As seen above, **residual sum of squares (RSS)** is one summary statistics to measure goodness of fir for linear regression models. However, RSS is not the only and most optimal metric that one should study.

### § Mean Absolute Error

The mean absolute error (MAE) is the simplest regression error metric to understand. In this metric we will calculate the residual for every data point, taking only the absolute value of each so that negative and positive residuals do not cancel out. We then take the average of all these residuals. Effectively, MAE describes the typical magnitude of the residuals.If you are unfamiliar with `mean`

, please have look at my previous post on descriptive statistics.

$MAE = \frac{1}{N} \sum_{i=1}^N \big | y_i - \hat{y}_i \big |$

The MAE is also the most intuitive of the metrics since we’re just looking at the absolute difference between the data and the model’s predictions. Because we use the absolute value of the residual, the MAE does not indicate whether or not the model under or overshoots actual data. Each residual contributes proportionally to the total amount of error, meaning that larger errors will contribute linearly to the overall error. A small MAE suggests the model is great at prediction, while a large MAE suggests that your model may have trouble in certain areas.

### § Mean Square Error

Mean square error is the average residual sum of squares:

$MSE = \frac{1}{N} \sum_{i=1}^N \big ( y_i - \hat{y}_i \big)^2$

The effect of the square term in the MSE equation is most apparent with the presence of outliers in our data. While each residual in MAE contributes **proportionally** to the total error, the error grows **quadratically** in MSE. This ultimately means that outliers in our data will contribute to much higher total error in the MSE than they would for the MAE. Similarly, our model will be penalized more for making predictions that differ greatly from the corresponding actual value. This is to say that large differences between actual and predicted are punished more in MSE than in MAE.
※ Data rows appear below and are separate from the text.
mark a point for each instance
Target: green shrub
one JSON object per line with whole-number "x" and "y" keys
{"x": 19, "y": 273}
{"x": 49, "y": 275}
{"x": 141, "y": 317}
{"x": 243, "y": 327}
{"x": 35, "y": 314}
**The Problem of Outliers**

Outliers in the data are a constant source of discussion for the data scientists that try to create models. Do we include the outliers in our model creation or do we ignore them? The answer to this question is dependent on the field of study, the data set on hand and the consequences of having errors in the first place. As we saw above, MAE is used to downplay the role of outliers, while MSE is used to ensure the significance of outliers.

Ultimately, the choice between is MSE and MAE is application-specific and depends on how you want to treat large errors. Both are still viable error metrics, but will describe different nuances about the prediction errors of your model.

### § Root Mean Squared Error (RMSE)

As the name suggests, it is the square root of the MSE. Because the MSE is squared, its units do not match that of the original output. It is often used to convert the error metric back into similar units, making interpretation easier. Since the MSE and RMSE both square the residual, they are similarly affected by outliers. The RMSE is analogous to the standard deviation (MSE to variance) and is a measure of how large your residuals are spread out.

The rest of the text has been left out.